Des individus génétiquement prédisposés

La Professeur et son équipe ont ainsi suivi 145.456 enfants de leur conception à l'âge de dix ans, ainsi que la prise d'antidépresseurs par leur mère enceinte, étudiant également un ensemble d'autres facteurs pouvant contribuer à l'autisme. Celle-ci ayant pu permettre de constater que certaines personnes sont ainsi génétiquement prédisposées à ce trouble si elles ont des antécédents familiaux.

Des facteurs multiples...

Les scientifiques qui notent également que d'autres facteurs peuvent être mis en cause. Comme l'âge de la mère et la dépression sont également potentiellement liés à l'apparition de l'autisme, tout comme certains facteurs socio-économiques tels la pauvreté.
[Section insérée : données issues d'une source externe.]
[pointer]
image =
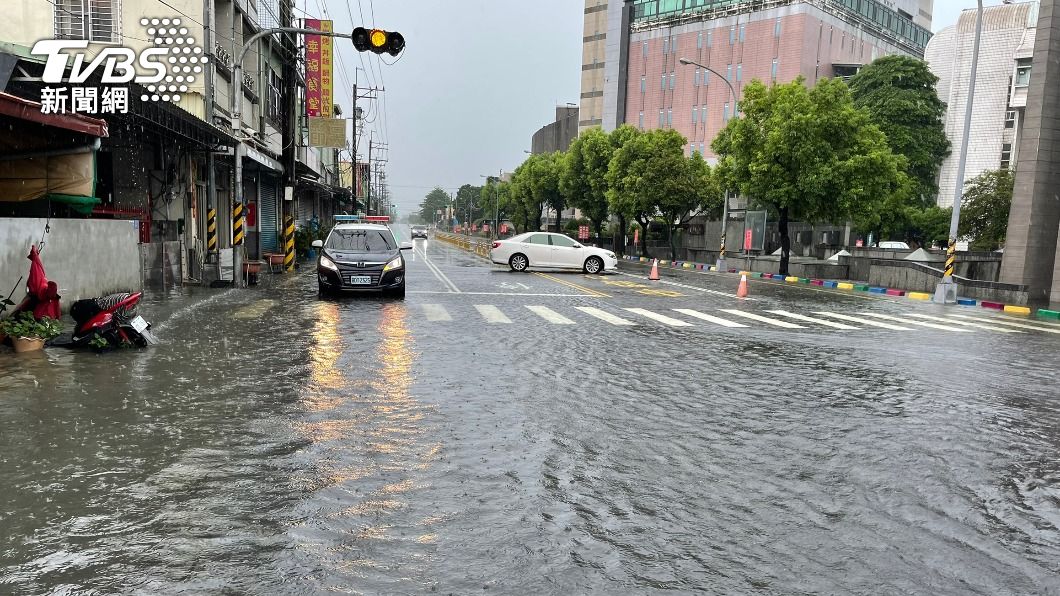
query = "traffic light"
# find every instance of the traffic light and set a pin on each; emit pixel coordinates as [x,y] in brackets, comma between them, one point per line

« Nous avons défini l'exposition aux antidépresseurs comme correspondant à au moins une ordonnance prescrite à une femme enceinte pendant le deuxième ou troisième trimestre de grossesse », précise la Pr BERARD. Expliquant avoir choisi cette période, car elle correspond au moment où le cerveau du bébé franchit une étape cruciale de son développement, indique-t-elle.

Parmi les enfants sur lesquels portait l'étude, les chercheurs ont ensuite retenu ceux chez qui une forme d'autisme avait été diagnostiquée en vérifiant les dossiers médicaux de leur mère. Une étude qui a porté sur 1054 enfants avec un âge de 4,5 ans en moyenne, soit 0,72% de l'échantillon étudié.

« Une priorité en matière de santé publique »

Reste que si l'étude a été effectuée au Canada, celle-ci doit être prise en compte, les Françaises restantes les plus grosses consommatrices d'antidépresseur.

La directrice de cette étude démontre que l'incidence de l'autisme chez les enfants a augmenté, passant de 4 pour 10 000 enfants en 1966 à 100 pour 10 000 aujourd'hui. Bien que cet accroissement puisse être attribuable à une meilleure détection de l'autisme ainsi qu'à des critères plus étendus de diagnostic, les chercheurs estiment que des facteurs environnementaux jouent aussi un rôle.

« Sur le plan biologique, il est plausible que les antidépresseurs engendrent l'autisme s'ils sont utilisés pendant la période de développement du cerveau du foetus, puisque la sérotonine entre en jeu dans de nombreux processus développementaux prénataux et postnataux, y compris la division cellulaire, » précise Anick Bérard.

Avant de conclure elle précisé que selon elle « certaines catégories d'antidépresseurs agissent en inhibant la production de sérotonine, qui entrave la capacité du cerveau de se développer entièrement dans l'utérus (...) et mieux cerner les répercussions de ces médicaments est une priorité en matière de santé publique, compte tenu de leur utilisation répandue ».